- Interactive map of district boundaries since January 3, 2025
- Representative: Chuck Edwards R–Flat Rock, Henderson County
- Population (2024): 770,851
- Median household income: $67,690
- Ethnicity: 82.3% White; 7.7% Hispanic; 3.9% Two or more races; 3.3% Black; 1.5% Native American; 0.9% Asian; 0.5% other;
- Cook PVI: R+5

= North Carolina's 11th congressional district =

U.S. House district for North Carolina

North Carolina's 11th congressional district encompasses most of Western North Carolina. Since January 3, 2023, the district has been represented by Chuck Edwards.

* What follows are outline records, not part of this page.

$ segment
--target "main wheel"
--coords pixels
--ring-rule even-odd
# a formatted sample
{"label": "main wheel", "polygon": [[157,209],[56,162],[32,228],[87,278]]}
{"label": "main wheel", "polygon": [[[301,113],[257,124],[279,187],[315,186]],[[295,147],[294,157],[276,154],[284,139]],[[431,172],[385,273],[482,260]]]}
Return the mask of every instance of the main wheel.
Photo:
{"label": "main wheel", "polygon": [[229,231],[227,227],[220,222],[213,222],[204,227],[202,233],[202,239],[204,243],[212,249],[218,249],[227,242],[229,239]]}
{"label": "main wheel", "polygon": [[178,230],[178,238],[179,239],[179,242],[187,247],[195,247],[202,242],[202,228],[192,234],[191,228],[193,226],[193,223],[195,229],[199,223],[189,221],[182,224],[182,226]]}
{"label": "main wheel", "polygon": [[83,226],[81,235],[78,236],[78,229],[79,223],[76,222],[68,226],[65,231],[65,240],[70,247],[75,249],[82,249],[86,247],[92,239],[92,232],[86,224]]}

The 11th district has historically been known for its volatile politics and was once considered one of the most competitive congressional districts in North Carolina. It was traditionally anchored by the heavily Democratic city of Asheville, with the rest of the district being split between Democratic-leaning counties in the south and Republican-leaning counties in the north. Consequently, congressional races were historically hard-fought and often very close.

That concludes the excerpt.